This type of risk was also addressed by Chapin. Choking is one of the leading causes of morbidity and death in children, especially < 3 years of age. The estimated incidence of death due to choking is 1.4/100,000 of the US population, making it the fifth cause of infant death. In contrast, the incidence of emergency department visits due to choking episodes in children < 14 years of age is approximately 20/100,000 (12).
Engelhardt, on the other hand, points to the physiology of respiration and the pathophysiology of respiratory disorders. Hypoxia can manifest as an altered mental state, which in the infant often manifests as apathy. Anxiety towards a stranger is a normal developmental symptom in infants aged 9 to 18 months, and the absence of such a defensive response is concerning. The authors also point to anatomical differences between the infant and adult in the form of a greater proportion of the head and occiput to the rest of the body relative to the adult, resulting in excessive flexion of the airway when lying flat and supine (13).

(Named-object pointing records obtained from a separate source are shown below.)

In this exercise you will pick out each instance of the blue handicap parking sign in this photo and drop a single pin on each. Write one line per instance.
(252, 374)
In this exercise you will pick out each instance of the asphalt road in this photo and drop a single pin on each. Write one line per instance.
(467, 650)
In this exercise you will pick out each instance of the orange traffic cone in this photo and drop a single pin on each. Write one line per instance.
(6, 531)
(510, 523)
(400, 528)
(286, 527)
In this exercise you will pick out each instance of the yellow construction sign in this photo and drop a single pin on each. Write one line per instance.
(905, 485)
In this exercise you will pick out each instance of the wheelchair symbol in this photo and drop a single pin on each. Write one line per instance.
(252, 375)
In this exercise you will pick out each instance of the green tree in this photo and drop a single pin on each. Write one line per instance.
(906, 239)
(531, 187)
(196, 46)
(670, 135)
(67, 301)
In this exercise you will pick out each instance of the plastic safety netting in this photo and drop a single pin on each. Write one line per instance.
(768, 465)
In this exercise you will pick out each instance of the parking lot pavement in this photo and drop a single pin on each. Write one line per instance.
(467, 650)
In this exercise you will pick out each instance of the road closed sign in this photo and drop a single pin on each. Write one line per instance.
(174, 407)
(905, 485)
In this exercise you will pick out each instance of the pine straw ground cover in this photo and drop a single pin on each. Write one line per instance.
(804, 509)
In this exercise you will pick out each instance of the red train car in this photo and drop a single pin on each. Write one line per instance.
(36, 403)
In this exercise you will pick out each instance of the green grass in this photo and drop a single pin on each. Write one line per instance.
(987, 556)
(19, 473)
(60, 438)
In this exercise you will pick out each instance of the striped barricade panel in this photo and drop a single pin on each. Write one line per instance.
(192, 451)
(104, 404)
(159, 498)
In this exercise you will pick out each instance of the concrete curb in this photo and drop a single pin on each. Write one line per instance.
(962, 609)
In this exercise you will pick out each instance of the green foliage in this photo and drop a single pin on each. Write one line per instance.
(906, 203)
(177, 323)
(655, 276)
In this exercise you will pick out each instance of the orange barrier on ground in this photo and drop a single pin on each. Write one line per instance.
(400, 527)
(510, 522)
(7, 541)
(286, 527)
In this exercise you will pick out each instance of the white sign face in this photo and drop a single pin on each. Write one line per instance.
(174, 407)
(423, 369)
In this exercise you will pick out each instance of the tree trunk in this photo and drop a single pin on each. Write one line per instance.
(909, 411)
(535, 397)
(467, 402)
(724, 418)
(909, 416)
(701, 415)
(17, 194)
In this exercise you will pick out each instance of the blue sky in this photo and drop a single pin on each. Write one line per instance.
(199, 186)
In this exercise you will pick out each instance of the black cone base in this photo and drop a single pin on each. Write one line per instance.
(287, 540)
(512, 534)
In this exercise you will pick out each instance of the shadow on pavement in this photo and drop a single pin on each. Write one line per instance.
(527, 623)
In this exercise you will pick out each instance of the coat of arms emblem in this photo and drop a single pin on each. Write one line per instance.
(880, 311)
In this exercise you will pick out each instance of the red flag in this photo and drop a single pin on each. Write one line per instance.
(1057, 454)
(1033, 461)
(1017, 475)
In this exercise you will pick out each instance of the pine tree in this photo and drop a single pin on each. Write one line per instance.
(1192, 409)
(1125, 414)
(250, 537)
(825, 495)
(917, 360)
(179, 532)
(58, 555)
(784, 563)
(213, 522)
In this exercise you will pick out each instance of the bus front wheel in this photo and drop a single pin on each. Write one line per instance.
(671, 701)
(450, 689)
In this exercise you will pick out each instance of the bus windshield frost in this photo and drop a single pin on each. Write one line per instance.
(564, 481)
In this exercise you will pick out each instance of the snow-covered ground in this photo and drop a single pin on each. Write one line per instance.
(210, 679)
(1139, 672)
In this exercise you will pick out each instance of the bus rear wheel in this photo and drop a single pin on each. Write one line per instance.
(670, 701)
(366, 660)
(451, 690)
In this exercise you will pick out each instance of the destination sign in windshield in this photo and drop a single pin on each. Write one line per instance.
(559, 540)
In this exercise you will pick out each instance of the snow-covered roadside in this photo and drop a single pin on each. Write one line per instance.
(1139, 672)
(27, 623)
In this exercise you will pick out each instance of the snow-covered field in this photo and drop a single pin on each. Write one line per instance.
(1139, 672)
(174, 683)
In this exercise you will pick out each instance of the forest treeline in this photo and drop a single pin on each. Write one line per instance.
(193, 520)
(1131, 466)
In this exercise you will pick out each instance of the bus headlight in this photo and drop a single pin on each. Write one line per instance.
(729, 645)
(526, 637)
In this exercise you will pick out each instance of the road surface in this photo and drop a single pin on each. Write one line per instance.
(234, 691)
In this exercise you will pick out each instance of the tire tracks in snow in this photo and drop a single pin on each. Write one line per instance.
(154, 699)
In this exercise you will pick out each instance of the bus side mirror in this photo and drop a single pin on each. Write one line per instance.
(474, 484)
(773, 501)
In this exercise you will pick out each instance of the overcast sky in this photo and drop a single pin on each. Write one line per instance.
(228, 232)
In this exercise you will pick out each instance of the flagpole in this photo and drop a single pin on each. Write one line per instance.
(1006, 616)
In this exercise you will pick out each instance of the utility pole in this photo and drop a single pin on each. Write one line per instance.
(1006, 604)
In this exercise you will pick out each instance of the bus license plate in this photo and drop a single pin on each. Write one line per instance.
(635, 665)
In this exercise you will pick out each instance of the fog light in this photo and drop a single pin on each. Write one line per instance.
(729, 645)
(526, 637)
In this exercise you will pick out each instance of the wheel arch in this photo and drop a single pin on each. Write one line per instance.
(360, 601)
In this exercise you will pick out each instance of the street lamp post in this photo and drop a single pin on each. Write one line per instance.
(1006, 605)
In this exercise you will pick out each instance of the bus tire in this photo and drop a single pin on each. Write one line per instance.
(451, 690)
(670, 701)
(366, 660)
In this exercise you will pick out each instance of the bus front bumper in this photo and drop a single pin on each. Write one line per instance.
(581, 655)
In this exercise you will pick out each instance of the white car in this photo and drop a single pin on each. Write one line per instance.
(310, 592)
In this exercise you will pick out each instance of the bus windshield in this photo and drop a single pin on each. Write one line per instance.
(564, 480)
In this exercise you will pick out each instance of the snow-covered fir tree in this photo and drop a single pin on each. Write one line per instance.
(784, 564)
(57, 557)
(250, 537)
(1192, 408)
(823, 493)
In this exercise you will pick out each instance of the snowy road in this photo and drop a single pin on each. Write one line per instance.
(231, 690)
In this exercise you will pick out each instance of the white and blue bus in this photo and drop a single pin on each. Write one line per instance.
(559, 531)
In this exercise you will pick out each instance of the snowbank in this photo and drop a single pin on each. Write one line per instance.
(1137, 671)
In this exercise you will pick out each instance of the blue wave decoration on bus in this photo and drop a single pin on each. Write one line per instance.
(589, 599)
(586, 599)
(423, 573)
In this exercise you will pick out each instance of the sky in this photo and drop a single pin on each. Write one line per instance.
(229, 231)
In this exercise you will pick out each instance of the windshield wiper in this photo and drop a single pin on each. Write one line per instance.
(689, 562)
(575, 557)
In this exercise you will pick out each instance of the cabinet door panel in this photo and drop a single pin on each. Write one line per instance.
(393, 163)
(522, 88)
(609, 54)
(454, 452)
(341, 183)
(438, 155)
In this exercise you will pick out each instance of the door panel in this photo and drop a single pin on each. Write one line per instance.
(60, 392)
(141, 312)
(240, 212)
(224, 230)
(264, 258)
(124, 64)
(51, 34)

Popescu’s paper discusses the diagnosis, prevention and management of neonatal sepsis. Sepsis accounts for one-third of neonatal deaths worldwide each year. The World Health Organisation recognises neonatal sepsis as a major global health problem in low- and middle-income countries because there is a lack of accurate diagnostic tools for neonatal sepsis. In our own collected material, there were cases of MRTs intervening to patients with various infections, but none were diagnosed with sepsis at the prehospital stage (14).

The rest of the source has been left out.